I think you are wrong. I think that the namespace spec very definitely says
that once namespace processing is turned on, colons in a name very
specifically mean that a prefix is being used. And it means that you can now
only have one colon in a name, and that some names cannot have any colons in
them anymore (because those types of names don't live in namespaces.)

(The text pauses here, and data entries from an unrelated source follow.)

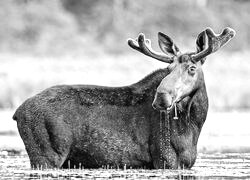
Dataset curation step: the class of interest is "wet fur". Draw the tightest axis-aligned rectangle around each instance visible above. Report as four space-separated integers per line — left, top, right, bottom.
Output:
13 68 208 168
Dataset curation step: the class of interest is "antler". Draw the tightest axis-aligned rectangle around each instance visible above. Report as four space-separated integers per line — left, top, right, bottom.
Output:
128 33 174 63
192 27 236 62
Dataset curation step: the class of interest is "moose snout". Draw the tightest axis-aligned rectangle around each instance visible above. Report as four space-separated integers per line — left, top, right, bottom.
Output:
152 92 172 110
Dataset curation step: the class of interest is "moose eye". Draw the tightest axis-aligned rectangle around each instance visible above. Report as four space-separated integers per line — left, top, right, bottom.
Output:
188 66 196 75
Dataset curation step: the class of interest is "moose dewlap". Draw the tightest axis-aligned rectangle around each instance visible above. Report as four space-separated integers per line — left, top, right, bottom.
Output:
13 28 235 169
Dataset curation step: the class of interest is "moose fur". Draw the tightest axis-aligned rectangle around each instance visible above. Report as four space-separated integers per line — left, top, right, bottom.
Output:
13 26 234 169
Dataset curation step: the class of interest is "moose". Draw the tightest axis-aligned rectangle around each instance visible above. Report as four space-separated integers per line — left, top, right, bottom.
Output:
13 28 235 169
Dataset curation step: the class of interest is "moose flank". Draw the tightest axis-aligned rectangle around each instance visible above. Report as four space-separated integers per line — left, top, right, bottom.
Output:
13 28 235 169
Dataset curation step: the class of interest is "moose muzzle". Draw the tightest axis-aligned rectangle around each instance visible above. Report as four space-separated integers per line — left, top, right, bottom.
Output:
152 92 173 110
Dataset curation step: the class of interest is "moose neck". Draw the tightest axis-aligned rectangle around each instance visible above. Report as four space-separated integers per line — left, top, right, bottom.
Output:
169 80 208 136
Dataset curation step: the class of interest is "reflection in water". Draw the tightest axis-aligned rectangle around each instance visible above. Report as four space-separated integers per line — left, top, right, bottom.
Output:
0 152 250 180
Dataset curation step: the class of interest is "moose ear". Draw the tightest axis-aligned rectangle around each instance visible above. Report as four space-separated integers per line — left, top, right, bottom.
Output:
158 32 180 56
196 31 206 64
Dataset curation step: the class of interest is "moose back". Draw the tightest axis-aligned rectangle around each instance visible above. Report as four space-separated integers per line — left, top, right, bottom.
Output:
13 28 235 169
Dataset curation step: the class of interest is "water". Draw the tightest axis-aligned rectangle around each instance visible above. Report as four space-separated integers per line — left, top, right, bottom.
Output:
0 110 250 179
0 151 250 179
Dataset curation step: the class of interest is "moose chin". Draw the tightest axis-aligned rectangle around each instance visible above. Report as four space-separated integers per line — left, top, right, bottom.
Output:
13 28 235 169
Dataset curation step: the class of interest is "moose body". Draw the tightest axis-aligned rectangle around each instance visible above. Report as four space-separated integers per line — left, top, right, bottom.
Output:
13 27 235 169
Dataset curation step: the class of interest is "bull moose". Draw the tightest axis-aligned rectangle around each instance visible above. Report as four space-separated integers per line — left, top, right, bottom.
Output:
13 28 235 169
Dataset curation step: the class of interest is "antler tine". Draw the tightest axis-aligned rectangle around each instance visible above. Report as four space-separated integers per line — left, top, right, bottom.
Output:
192 27 236 62
128 33 173 63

So the parser is doing the right thing in this case, unless I'm just
completely missing something in the namespace spec, or its changed since I
implemented this stuff. If namespaces are on, the the DOM for instance,
would not be able to legally process the document if we just let slide any
prefixes that we couldn't fine defined. What namespace would we put them in?
They have to be in either the global namespace (which implies that they had
no prefix) orin some namespace, which implies that they will have a URL.

--------------
Dean Roddey
Software Geek Extraordinaire
Portal, Inc
[EMAIL PROTECTED]



-----Original Message-----
From: Perry A. Caro [mailto:[EMAIL PROTECTED]]
Sent: Monday, April 02, 2001 12:44 PM
To: [EMAIL PROTECTED]
Subject: A different namespace issue, bug?

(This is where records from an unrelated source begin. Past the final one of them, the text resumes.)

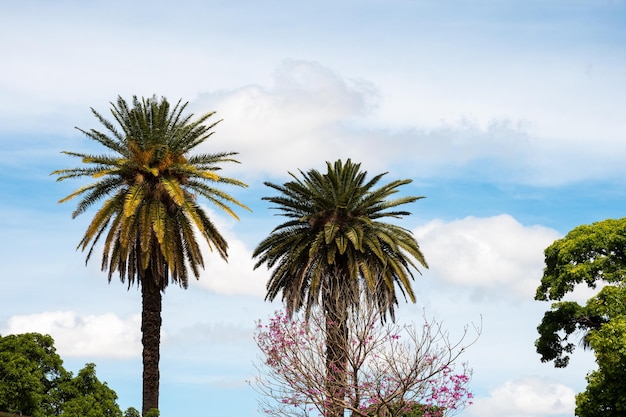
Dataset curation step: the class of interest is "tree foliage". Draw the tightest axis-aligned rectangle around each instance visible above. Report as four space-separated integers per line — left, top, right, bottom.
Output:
52 97 246 414
535 218 626 417
254 159 427 316
0 333 122 417
253 159 427 417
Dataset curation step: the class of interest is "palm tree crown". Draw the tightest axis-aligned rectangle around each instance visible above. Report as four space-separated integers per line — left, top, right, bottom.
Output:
253 159 427 318
53 97 245 290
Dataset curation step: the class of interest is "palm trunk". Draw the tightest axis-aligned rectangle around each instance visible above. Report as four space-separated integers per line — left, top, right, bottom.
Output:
141 267 162 415
324 302 349 417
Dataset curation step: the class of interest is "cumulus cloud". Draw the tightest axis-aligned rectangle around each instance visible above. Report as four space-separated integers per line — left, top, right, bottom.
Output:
2 311 141 359
192 207 269 296
414 214 559 299
193 60 576 182
468 376 575 417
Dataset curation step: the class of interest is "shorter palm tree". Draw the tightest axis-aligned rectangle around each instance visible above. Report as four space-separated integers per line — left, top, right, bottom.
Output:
253 159 427 417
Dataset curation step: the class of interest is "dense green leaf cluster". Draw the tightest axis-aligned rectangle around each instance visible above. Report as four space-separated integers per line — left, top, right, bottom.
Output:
535 218 626 417
52 97 245 289
254 159 426 316
0 333 122 417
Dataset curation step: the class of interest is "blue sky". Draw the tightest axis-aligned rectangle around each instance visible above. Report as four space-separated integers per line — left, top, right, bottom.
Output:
0 0 626 417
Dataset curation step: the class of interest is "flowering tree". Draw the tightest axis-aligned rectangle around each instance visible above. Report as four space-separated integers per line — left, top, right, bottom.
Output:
251 303 480 417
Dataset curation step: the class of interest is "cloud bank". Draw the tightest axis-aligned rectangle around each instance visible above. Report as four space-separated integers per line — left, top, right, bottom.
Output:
2 311 141 359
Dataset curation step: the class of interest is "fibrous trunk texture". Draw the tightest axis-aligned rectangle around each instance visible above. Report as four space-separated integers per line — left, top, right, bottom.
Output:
141 268 162 415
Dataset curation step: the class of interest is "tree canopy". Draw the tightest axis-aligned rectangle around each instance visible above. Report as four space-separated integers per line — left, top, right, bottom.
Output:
0 333 122 417
535 218 626 417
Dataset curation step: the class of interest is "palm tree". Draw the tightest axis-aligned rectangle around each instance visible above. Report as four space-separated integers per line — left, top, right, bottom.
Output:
52 96 247 415
253 159 428 417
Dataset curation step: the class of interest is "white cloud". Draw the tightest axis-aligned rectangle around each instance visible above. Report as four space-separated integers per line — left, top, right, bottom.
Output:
2 311 141 359
467 376 575 417
193 60 623 185
414 214 559 299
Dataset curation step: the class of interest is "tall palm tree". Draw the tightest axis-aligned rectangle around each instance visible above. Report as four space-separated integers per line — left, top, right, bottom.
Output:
52 96 247 414
253 159 428 417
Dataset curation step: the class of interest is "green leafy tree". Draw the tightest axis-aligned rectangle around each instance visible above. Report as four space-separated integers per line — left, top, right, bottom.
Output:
60 363 122 417
52 97 246 415
253 159 427 417
0 333 69 417
535 218 626 417
0 333 122 417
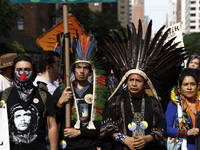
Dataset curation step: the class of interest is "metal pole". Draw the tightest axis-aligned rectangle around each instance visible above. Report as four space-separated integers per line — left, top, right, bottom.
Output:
63 4 71 128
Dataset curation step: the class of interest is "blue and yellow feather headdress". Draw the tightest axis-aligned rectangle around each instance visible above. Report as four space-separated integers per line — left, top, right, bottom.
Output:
70 30 107 129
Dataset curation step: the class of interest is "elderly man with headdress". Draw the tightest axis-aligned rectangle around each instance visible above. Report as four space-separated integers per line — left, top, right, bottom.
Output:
57 31 107 150
100 21 186 150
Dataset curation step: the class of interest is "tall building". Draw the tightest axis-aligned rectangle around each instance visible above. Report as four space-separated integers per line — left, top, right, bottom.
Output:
186 0 200 33
166 0 177 27
168 0 200 34
88 3 102 12
117 0 129 27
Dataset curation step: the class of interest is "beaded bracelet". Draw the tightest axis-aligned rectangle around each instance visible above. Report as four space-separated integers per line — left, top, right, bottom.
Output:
115 132 127 143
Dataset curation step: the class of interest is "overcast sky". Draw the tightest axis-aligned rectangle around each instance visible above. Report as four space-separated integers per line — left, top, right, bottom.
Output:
144 0 170 33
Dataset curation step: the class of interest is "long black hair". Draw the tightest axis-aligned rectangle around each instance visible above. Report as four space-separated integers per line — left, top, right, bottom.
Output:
179 68 199 87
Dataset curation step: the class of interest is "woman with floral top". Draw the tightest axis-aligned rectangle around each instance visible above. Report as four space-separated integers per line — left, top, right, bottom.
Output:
165 69 200 150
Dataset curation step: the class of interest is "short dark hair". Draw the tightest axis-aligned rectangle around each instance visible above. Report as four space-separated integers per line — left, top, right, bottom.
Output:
178 68 199 87
39 51 60 73
11 55 37 79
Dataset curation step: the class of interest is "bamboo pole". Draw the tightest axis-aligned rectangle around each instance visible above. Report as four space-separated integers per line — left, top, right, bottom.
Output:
63 4 71 128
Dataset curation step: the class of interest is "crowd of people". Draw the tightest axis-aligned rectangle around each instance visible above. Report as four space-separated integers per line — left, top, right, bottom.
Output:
0 20 200 150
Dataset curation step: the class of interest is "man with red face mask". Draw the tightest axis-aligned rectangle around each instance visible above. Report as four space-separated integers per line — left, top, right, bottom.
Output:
0 55 58 150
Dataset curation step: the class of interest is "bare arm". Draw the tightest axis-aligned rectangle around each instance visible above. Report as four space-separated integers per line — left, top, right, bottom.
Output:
47 114 58 150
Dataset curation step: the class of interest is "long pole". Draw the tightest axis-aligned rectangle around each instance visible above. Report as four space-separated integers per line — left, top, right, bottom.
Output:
63 4 71 128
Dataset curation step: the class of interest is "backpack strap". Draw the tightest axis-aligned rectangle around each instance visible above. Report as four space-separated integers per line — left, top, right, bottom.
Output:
37 82 48 117
1 87 12 103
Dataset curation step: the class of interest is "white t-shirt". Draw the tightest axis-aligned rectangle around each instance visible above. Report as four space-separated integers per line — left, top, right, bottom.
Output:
0 74 13 92
33 76 58 95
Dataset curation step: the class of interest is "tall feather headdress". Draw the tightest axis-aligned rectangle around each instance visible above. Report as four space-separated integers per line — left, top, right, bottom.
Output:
70 30 107 129
99 20 187 110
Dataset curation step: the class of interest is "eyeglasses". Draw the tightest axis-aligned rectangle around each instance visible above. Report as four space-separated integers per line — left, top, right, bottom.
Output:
191 54 200 60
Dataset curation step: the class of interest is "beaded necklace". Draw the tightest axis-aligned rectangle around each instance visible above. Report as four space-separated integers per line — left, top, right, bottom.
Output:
128 96 148 136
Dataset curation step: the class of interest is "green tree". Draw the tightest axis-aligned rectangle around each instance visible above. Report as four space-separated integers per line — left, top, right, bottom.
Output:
71 7 120 41
183 33 200 55
0 0 23 36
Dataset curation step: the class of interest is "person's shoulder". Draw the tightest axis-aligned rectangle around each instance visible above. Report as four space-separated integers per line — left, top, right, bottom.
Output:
145 94 159 103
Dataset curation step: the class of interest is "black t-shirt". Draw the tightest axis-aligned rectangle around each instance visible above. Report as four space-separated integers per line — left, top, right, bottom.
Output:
0 87 56 150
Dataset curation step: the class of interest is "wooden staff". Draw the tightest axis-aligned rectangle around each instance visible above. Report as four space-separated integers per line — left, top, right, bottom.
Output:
63 4 71 128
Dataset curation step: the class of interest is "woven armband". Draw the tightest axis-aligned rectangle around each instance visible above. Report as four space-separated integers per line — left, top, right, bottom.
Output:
177 129 187 138
115 132 127 143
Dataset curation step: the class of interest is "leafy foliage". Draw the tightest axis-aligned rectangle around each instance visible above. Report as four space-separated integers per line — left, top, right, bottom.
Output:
183 33 200 55
0 0 23 37
70 7 120 41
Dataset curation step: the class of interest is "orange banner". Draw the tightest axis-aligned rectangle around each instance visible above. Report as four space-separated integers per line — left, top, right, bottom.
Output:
36 14 87 51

Here's a different namespace issue in Xerces-C.  Consider the following
simple input file:

<?xml version="1.0"?>
<doc>
    <first xlink:href="." />
    <second>some text</second>
    <third a="1">
        <fourth>Text</fourth>
        <fifth>
            <sixth a="1" b="2">
                <seventh a="1"/>
            </sixth>
        </fifth>
        <!-- comment -->
        <?pi ip?>
    </third>
</doc>

When I run this through the SAX2 parser interface for Xerces, with default
feature settings (which means namespace processing is on), I get the
following fatal error:

Fatal Error: The prefix 'xlink' has not been mapped to any URI#114 (3:29)

I believe this is an overzealous interpretation of the XML and Namespace
specs.  Just because an XML name has ":" in it does not mean it is a
qualified name in some namespace.

I believe a more correct intrepretation would be that if no matching xmlns
declaration can be found in the scope of the XML name, the name should be
treated as an unqualified ordinary name, just like "a" and "b" in the rest
of the sample.

Compromise: make it a Warning rather than a Fatal Error.